Takie pyszności tylko w sezonie kurkowym. Szybka i łatwa zupka :) Polecam!
Składniki:
1 szklanka ugotowanej białej quinoy
300 gram kurek
1 marchewka
1 cebula
2 łyżki klarowanego masła
pół litra wywaru warzywnego
gałązka świeżego rozmarynu
liść laurowy
ziele angielskie
świeżo zmielony czarny pieprz
sól
Wykonanie:
Kurki oczyszczamy z piasku i igliwia, większe grzyby kroimy na kawałki, malutkie zostawiamy w całości. Cebulę drobno szatkujemy, marchew trzemy na tarce o większych oczkach, lub siekamy w rozdrabniaczu. Cebulkę podsmażamy na klarowanym maśle, gdy się zeszkli dodajemy marchewkę, przesmażamy chwilę i wrzucamy kurki, dusimy, aż odparuje z nich woda i zaczną się smażyć, delikatnie solimy, a następnie zalewamy wszystko gorącym wywarem. Dodajemy liść laurowy, 3 - 4 ziarenka ziela angielskiego, pieprz i rozmaryn. Gotujemy około 10 minut, jeśli zupa wyjdzie zbyt gęsta, można dolać trochę wody i jeszcze raz przyprawić. Na koniec sprawdzamy, czy zupa jest wystarczająco słona w razie potrzeby dosalamy i podajemy z białą quinoą. Smacznego :)

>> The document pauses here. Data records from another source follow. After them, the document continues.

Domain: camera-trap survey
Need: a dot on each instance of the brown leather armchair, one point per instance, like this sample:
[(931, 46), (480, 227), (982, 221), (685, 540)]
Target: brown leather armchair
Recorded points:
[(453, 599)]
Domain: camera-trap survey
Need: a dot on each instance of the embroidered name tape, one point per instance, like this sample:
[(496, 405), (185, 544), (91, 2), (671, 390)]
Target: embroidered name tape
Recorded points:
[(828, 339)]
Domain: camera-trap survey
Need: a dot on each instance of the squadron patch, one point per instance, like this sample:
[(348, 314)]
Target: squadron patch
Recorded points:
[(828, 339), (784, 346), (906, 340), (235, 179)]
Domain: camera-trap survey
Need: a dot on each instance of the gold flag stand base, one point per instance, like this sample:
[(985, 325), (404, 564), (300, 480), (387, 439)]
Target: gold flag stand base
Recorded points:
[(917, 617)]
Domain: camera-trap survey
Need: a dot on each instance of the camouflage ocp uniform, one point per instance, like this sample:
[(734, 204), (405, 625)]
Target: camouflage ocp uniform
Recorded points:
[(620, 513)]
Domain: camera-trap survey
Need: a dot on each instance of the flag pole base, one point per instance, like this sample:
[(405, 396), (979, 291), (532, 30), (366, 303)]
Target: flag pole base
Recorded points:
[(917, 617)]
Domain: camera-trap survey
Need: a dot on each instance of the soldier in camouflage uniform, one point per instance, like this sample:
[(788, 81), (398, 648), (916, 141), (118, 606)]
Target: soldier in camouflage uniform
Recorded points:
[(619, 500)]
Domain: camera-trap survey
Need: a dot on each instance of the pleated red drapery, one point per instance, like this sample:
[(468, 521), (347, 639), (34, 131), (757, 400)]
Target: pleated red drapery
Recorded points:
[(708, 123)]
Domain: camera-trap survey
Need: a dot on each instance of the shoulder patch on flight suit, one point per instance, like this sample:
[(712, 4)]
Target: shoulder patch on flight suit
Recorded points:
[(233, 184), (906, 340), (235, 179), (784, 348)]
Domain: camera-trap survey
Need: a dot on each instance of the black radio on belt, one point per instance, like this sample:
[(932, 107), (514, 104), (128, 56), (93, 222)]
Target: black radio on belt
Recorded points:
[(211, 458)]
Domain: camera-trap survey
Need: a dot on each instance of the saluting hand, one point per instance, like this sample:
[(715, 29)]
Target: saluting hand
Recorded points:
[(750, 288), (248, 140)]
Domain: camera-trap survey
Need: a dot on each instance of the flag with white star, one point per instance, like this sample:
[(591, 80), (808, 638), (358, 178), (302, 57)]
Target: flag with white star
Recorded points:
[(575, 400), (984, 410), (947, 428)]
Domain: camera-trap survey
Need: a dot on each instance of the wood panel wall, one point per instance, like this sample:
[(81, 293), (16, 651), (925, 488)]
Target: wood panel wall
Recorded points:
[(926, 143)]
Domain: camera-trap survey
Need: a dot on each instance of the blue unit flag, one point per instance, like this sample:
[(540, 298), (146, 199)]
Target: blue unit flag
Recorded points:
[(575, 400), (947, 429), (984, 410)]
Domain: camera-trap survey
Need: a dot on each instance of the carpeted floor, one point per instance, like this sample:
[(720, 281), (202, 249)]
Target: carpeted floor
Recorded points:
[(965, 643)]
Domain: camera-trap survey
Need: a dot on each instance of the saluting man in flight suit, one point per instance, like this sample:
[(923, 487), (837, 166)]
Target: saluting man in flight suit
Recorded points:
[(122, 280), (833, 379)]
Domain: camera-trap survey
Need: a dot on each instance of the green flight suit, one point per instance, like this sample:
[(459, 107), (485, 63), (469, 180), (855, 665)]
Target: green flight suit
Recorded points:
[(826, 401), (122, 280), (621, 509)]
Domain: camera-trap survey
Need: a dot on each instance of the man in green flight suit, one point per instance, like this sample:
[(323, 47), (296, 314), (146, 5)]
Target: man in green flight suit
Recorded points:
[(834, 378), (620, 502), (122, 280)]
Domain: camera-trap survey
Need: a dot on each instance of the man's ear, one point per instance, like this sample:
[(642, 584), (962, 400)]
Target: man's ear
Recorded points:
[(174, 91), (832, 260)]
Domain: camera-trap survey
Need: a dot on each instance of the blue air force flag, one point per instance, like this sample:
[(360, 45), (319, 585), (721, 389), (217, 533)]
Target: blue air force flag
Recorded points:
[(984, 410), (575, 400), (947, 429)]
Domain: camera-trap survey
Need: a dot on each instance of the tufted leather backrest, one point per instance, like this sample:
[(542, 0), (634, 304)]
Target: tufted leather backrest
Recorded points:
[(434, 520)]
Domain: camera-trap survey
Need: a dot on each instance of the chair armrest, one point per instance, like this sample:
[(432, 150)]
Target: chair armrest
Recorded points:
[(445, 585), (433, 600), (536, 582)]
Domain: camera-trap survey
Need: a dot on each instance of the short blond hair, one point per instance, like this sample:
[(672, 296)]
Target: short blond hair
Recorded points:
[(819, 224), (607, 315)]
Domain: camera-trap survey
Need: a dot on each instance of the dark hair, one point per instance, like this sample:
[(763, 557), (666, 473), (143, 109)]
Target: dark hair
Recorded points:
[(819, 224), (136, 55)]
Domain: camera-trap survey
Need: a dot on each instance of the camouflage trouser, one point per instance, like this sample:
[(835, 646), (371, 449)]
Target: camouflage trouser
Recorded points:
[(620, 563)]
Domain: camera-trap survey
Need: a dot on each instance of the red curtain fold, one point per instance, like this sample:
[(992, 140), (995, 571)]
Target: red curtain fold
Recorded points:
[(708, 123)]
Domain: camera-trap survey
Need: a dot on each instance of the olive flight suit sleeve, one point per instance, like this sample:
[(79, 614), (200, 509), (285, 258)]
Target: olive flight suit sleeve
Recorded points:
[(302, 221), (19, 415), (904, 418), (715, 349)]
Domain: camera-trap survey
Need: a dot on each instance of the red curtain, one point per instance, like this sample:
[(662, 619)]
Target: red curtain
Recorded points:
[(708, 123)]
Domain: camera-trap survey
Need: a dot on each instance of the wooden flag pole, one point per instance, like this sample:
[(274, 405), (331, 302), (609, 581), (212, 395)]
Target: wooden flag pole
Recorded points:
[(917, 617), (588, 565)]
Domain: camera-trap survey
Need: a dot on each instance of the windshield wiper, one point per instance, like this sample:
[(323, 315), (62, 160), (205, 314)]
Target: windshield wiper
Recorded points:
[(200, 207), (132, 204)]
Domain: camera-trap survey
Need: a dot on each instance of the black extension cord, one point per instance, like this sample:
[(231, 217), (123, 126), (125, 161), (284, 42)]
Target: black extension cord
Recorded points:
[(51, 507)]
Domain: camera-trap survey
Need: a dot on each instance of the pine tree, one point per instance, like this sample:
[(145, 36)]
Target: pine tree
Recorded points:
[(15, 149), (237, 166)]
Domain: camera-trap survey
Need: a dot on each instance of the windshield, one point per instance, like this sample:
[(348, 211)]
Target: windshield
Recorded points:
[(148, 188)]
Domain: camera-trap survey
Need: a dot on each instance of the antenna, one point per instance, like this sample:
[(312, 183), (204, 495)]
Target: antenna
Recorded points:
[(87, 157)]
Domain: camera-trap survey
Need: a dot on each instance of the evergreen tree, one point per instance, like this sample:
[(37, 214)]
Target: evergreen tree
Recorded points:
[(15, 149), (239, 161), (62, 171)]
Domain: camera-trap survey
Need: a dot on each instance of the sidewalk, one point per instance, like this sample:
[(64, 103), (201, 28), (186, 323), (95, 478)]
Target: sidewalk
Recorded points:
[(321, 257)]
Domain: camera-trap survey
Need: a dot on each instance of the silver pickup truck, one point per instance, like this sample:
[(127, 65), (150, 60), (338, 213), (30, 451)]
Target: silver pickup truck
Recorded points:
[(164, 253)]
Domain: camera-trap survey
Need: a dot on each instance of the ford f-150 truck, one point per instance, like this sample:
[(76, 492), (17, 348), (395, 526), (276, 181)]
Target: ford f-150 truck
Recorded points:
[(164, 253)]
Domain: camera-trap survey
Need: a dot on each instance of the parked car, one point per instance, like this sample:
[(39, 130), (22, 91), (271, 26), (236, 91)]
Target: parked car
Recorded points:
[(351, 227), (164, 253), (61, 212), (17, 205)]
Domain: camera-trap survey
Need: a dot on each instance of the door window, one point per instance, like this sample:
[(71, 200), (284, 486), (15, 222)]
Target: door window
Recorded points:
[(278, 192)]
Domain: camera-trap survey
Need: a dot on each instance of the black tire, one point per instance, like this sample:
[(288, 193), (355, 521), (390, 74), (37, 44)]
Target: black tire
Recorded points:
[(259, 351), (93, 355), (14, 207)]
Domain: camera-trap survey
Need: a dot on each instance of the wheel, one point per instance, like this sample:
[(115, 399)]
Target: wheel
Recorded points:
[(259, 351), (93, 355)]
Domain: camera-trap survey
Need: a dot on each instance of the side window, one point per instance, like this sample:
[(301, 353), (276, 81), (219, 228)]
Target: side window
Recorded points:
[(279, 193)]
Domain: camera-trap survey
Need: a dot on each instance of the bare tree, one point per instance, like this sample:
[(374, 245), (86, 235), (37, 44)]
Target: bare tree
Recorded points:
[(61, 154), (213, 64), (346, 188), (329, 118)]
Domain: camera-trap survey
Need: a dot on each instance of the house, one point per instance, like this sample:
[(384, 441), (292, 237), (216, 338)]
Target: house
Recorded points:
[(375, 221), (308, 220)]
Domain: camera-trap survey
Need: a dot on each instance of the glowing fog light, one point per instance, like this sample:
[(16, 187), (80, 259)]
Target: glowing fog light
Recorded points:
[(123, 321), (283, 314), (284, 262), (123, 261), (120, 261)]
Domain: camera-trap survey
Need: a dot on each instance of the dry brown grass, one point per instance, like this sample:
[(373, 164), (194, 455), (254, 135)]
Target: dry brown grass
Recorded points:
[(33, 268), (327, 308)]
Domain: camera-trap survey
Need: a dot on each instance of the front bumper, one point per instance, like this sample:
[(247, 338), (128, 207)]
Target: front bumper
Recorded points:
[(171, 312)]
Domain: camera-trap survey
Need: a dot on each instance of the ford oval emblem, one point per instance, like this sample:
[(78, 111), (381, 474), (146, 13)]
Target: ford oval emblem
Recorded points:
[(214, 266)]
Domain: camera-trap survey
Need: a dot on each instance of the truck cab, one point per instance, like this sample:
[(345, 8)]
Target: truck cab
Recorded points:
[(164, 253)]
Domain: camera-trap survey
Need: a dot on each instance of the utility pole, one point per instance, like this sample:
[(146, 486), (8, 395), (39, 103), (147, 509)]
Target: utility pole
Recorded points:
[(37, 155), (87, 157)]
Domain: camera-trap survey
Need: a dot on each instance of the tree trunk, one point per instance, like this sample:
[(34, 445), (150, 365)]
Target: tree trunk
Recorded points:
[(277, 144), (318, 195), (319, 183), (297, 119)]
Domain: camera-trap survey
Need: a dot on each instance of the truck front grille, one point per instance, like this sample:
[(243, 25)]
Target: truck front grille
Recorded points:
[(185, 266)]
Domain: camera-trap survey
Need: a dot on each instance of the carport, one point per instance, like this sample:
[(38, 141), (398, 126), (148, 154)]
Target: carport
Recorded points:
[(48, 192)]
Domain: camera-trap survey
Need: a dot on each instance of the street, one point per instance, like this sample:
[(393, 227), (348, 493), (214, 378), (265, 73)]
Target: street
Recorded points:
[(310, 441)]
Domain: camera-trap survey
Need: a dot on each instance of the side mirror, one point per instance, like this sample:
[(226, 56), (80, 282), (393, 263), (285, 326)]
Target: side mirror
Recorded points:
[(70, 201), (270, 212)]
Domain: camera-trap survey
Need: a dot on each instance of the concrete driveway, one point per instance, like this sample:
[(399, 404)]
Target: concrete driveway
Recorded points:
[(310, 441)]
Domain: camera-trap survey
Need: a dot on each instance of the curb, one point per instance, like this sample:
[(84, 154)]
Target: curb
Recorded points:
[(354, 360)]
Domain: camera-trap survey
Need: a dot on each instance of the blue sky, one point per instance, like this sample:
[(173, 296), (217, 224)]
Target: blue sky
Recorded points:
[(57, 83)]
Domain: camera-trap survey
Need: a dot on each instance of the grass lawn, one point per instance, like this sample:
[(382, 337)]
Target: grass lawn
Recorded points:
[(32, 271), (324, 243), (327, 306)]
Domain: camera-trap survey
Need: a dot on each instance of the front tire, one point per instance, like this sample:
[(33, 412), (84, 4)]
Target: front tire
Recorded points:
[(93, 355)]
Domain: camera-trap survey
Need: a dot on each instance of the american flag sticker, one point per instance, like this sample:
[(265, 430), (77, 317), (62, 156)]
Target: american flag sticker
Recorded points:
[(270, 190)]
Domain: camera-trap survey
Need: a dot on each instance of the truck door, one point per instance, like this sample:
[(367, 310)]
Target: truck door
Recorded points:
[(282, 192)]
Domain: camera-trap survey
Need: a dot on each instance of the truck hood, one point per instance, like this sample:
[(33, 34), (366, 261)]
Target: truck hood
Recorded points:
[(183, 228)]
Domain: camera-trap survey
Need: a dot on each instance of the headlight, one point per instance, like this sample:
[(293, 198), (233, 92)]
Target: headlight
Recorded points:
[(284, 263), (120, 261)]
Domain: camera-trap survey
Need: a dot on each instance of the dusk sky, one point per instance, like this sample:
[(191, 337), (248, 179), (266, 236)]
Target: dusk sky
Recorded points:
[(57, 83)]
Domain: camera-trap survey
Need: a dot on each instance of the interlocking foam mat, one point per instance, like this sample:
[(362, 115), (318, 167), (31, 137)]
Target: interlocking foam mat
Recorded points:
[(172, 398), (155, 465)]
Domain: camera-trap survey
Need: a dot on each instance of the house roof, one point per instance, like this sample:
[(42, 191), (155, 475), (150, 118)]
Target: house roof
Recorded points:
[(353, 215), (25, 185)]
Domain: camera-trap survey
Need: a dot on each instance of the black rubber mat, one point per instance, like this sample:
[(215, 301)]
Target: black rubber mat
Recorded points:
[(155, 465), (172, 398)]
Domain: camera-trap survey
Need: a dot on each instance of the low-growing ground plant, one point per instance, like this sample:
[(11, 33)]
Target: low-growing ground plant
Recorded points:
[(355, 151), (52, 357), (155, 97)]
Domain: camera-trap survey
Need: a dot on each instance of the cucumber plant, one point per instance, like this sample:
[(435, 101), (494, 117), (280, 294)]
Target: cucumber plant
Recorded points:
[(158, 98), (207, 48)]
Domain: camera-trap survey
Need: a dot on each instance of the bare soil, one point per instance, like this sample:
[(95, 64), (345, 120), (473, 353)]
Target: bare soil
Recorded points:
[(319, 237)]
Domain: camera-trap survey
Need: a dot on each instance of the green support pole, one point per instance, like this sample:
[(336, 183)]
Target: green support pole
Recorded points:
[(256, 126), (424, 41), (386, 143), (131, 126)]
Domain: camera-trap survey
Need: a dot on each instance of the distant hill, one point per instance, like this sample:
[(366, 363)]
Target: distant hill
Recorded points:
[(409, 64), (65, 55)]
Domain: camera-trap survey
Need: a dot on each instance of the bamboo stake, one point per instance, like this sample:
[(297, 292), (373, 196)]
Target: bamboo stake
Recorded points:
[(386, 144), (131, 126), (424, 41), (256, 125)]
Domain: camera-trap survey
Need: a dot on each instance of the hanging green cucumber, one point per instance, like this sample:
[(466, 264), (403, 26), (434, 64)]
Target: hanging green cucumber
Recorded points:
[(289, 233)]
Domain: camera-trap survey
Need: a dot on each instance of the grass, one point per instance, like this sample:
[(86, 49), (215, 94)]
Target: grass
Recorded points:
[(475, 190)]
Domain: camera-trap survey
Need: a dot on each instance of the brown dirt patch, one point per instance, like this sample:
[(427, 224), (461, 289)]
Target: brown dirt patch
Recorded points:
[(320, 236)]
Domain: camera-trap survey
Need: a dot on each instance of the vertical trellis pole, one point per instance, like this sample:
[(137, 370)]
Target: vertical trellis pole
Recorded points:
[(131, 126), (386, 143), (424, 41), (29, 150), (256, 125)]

Kurki t jedyne grzyby jakie lubię, taką zupkę z przyjemnością bym zjadła ^_^
OdpowiedzUsuńKurki uwielbiam, więc na taką zupkę jestem chętna :)
OdpowiedzUsuńTa zupka wygląda cudownie :) Pożywna, pyszna i na pewno bardzo aromatyczna :) Super!
OdpowiedzUsuńZupa kurkowa to w naszej kuchni obowiązkowa wrześniowa pozycja :)
OdpowiedzUsuńKocham kurki i w takiej wersji z chęcią je zjem :)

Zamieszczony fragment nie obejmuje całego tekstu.